Project coverage is 79.46%. Comparing base (e3a9cab) to head (29ac206).

Files with missing lines	Patch %	Lines
source/connection_manager.c	88.23%	2 Missing ⚠️

Additional details and impacted files

@@            Coverage Diff             @@
##             main     #507      +/-   ##
==========================================
- Coverage   79.47%   79.46%   -0.01%     
==========================================
  Files          27       27              
  Lines       11666    11674       +8     
==========================================
+ Hits         9271     9277       +6     
- Misses       2395     2397       +2

☔ View full report in Codecov by Sentry.
📢 Have feedback on the report? Share it here.

🚀 New features to boost your workflow:

❄ Test Analytics: Detect flaky tests, report on failures, and find test suite problems.

TingDaoK

looks like we don't provide an api for user to cancel any pending acquisition.
It's okay that us don't check the error code, but i'd expect some level will check the error code to be non-retriable and then kill all the pending acquisitions? And we probably need some api for the user to do so.

waahm7 · 2025-03-24T20:32:28Z

@TingDaoK One possible option is to just drop the connection manager if they want to kill all pending acquisitions. I thought about that API, but I think it would be better to just wait for the use case instead of adding an API that no one uses. The existing behavior of killing all pending acquisitions was a surprise and no one has asked for a way to kill pending acquisitions for years.

TingDaoK · 2025-03-25T20:22:56Z

source/connection_manager.c

+        for (size_t i = 0; i < new_connection_failures &&
+                           manager->pending_acquisition_count > manager->internal_ref[AWS_HCMCT_PENDING_CONNECTIONS];


should manager->pending_acquisition_count > manager->internal_ref[AWS_HCMCT_PENDING_CONNECTIONS] be an assert?

We just decrease the AWS_HCMCT_PENDING_CONNECTIONS by new_connection_failures.

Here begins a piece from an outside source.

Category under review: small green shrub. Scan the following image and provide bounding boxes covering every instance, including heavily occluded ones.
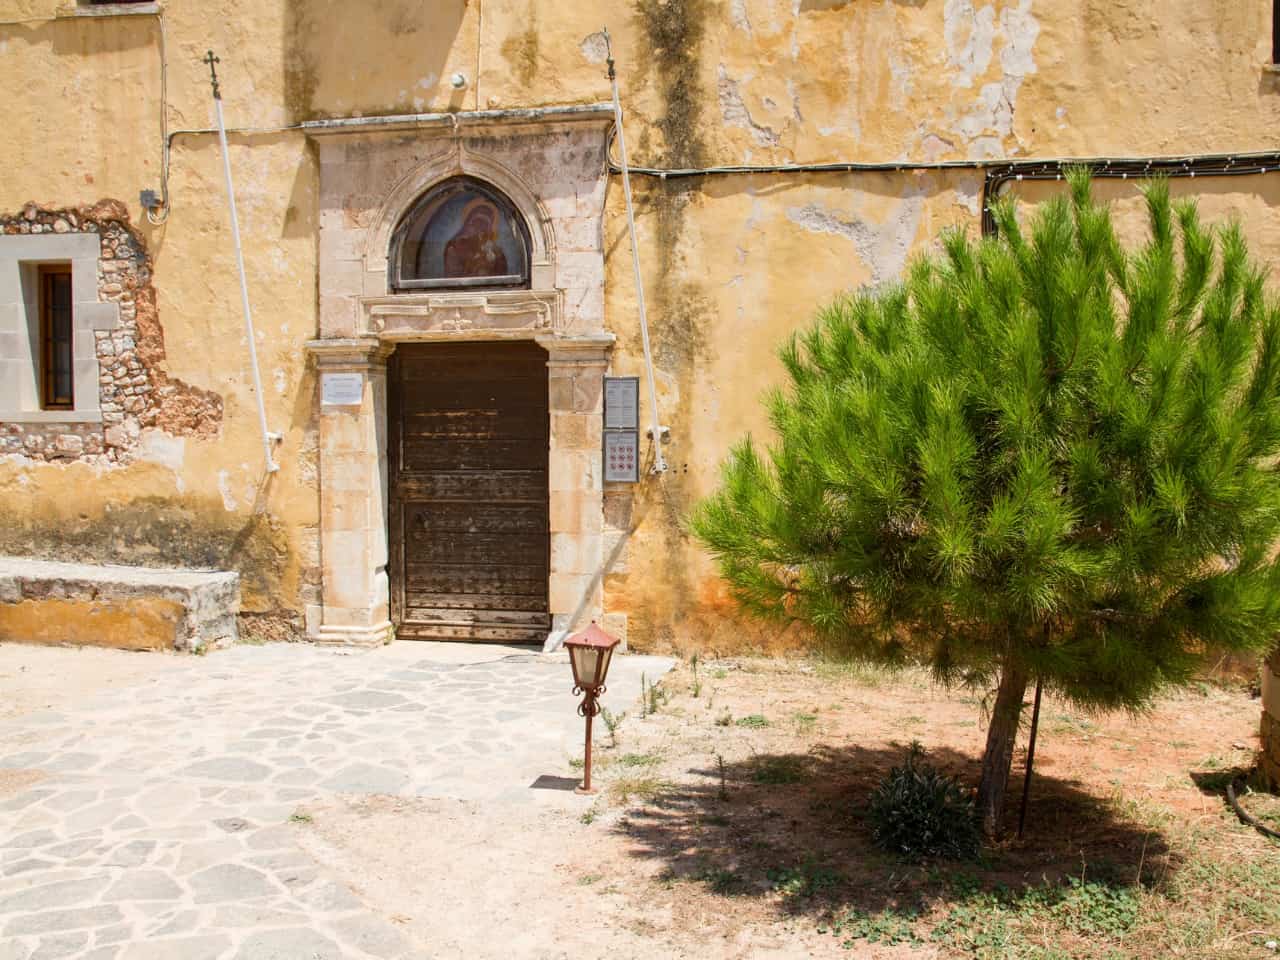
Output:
[735,714,769,728]
[868,743,980,861]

If this condition happens, it means at somepoint, we have more AWS_HCMCT_PENDING_CONNECTIONS then pending_acquisition_count, which is probably wrong.

And it is confusing.

TingDaoK · 2025-03-25T20:26:27Z

source/connection_manager.c

        aws_mutex_unlock(&manager->lock);
+        if (has_pending_acquisitions) {
+            s_aws_http_connection_manager_execute_transaction(&updated_work);


I am not a fan of this recursive call happens in the mid of the function.
let's move it to the tail of the function.
https://www.geeksforgeeks.org/tail-recursion/

Also, it could lead to all the connection fails in the recursion and then callbacks starts to happen, which seems not be expected.

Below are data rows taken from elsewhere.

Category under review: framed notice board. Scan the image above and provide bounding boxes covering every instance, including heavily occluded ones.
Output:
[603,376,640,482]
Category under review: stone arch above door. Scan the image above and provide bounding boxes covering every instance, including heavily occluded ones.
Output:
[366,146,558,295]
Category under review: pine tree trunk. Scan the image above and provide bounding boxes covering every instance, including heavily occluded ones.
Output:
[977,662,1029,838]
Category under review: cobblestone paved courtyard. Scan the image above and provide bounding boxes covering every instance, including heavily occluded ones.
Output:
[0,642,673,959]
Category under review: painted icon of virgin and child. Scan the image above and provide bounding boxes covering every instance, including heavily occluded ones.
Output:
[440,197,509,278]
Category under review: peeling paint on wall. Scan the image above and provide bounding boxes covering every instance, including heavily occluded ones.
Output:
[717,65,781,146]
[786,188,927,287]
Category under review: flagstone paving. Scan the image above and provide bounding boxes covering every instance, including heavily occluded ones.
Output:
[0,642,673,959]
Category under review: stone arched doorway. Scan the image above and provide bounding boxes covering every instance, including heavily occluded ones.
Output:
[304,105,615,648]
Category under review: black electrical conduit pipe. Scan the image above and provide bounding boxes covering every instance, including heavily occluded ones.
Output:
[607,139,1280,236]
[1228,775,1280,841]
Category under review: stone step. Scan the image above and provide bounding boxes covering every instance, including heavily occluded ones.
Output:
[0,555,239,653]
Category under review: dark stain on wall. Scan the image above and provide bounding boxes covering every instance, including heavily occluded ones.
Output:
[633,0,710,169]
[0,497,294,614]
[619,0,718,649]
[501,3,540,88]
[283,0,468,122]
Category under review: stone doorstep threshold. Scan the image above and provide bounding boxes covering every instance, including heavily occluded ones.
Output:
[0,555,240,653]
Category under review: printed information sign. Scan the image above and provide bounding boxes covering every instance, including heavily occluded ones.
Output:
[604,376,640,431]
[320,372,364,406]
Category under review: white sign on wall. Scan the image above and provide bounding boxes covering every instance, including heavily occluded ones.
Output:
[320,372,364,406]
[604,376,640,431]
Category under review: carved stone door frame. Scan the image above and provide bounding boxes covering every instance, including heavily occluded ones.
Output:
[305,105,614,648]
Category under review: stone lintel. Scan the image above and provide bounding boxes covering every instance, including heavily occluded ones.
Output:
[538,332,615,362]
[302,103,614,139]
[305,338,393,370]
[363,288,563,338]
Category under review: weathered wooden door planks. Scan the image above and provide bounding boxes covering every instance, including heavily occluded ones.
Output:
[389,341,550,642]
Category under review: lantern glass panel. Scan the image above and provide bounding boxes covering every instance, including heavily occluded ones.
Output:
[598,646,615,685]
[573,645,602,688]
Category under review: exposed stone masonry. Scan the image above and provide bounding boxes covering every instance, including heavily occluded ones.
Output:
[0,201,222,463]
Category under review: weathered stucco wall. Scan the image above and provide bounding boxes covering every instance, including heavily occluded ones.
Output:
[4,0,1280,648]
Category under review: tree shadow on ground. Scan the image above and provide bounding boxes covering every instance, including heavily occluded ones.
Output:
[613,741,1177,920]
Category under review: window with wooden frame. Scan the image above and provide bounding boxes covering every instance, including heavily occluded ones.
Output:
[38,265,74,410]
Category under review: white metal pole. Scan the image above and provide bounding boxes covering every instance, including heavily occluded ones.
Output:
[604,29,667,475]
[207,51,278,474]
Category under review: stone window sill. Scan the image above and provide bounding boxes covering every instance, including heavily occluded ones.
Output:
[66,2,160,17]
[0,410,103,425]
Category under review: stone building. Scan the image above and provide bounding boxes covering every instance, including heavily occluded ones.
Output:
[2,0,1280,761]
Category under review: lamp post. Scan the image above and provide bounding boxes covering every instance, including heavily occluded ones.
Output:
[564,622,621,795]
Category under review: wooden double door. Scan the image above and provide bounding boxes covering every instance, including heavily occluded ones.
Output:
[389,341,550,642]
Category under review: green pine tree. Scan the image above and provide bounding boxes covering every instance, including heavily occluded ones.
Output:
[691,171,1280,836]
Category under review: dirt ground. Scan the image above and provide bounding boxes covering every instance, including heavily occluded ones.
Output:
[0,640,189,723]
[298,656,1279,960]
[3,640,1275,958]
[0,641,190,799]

TingDaoK · 2025-03-25T20:42:24Z

source/connection_manager.c

-        /* fail acquisition as one connection cannot be used any more */
-        while (manager->pending_acquisition_count >
-               manager->internal_ref[AWS_HCMCT_PENDING_CONNECTIONS] + manager->pending_settings_count) {
+        if (manager->pending_acquisition_count > manager->internal_ref[AWS_HCMCT_PENDING_CONNECTIONS]) {


assert?
I spent a while try to figure out what those numbers are. We only start connecting when there is some acquisition from user.

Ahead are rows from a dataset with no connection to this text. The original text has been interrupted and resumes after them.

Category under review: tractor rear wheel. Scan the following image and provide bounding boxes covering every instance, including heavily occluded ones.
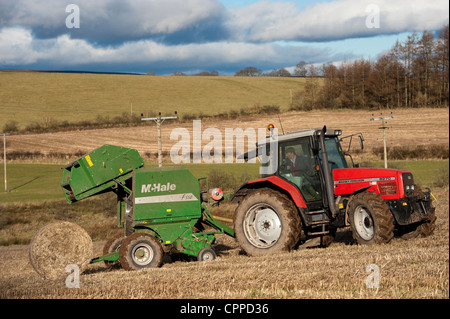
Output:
[348,192,394,245]
[119,233,163,270]
[234,189,301,257]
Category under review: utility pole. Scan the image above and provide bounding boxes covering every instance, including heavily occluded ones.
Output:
[370,113,393,168]
[1,133,10,192]
[141,112,178,168]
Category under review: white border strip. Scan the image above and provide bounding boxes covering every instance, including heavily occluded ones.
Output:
[135,193,198,204]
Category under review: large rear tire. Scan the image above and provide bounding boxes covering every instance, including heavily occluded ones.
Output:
[348,192,394,245]
[234,189,301,257]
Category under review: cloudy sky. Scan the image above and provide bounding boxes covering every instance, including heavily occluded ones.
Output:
[0,0,448,74]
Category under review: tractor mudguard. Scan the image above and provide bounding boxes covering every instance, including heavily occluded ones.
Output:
[231,176,307,208]
[350,186,372,196]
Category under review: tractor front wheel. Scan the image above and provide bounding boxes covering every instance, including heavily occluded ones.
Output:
[119,233,163,270]
[348,192,394,245]
[397,204,436,239]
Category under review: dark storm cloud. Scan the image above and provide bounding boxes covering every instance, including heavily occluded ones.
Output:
[0,0,448,73]
[2,0,447,45]
[0,0,227,45]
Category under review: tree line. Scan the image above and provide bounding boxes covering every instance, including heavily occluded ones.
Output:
[234,24,449,110]
[165,25,448,110]
[305,24,449,110]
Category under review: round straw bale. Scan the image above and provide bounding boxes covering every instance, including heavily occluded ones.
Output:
[29,221,93,280]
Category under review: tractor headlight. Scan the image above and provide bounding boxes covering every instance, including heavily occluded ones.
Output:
[402,173,415,196]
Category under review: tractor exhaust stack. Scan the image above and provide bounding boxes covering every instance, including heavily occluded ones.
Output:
[319,126,338,217]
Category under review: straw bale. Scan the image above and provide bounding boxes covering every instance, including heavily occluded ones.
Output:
[29,222,93,280]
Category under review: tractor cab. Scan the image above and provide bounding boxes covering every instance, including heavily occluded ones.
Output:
[255,126,349,212]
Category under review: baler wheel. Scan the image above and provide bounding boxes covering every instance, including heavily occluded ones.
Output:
[119,233,163,270]
[197,248,216,262]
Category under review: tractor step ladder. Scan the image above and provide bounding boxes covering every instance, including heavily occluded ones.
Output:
[305,210,329,236]
[305,209,329,225]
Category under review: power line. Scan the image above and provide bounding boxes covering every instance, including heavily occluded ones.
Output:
[370,112,394,169]
[1,133,10,193]
[141,112,178,168]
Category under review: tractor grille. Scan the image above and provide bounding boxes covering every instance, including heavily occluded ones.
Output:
[402,172,415,197]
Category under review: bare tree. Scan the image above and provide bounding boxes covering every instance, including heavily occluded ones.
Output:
[436,24,449,105]
[304,64,320,109]
[235,67,263,77]
[416,30,435,105]
[294,61,308,77]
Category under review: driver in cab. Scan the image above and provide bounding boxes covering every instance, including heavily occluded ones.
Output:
[283,147,307,176]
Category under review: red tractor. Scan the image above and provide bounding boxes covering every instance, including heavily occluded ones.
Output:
[232,126,436,256]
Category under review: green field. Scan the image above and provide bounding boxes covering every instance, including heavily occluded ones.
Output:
[0,160,447,204]
[0,162,260,204]
[0,72,308,130]
[0,163,64,203]
[370,160,449,189]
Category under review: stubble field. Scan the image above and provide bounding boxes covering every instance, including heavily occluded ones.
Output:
[5,107,449,163]
[0,186,448,299]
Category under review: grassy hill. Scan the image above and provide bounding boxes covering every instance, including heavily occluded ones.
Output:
[0,72,308,131]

TingDaoK · 2025-03-25T20:46:11Z

source/connection_manager.c

@@ -1218,14 +1217,18 @@ static void s_aws_http_connection_manager_execute_transaction(struct aws_connect
    for (size_t i = 0; i < work->new_connections; ++i) {
        if (s_aws_http_connection_manager_new_connection(manager)) {
            ++new_connection_failures;
-            representative_error = aws_last_error();
+            int error = aws_last_error();
            if (push_errors) {


let's just assert on the array list allocation failure. That code is probably written when the allocation can still fail and we want to handle it properly.

TingDaoK · 2025-03-26T16:43:45Z

@TingDaoK One possible option is to just drop the connection manager if they want to kill all pending acquisitions. I thought about that API, but I think it would be better to just wait for the use case instead of adding an API that no one uses. The existing behavior of killing all pending acquisitions was a surprise and no one has asked for a way to kill pending acquisitions for years.

I guess if we don't provide the API now, and there is a workaround then people will just stick with the workaround and live with it.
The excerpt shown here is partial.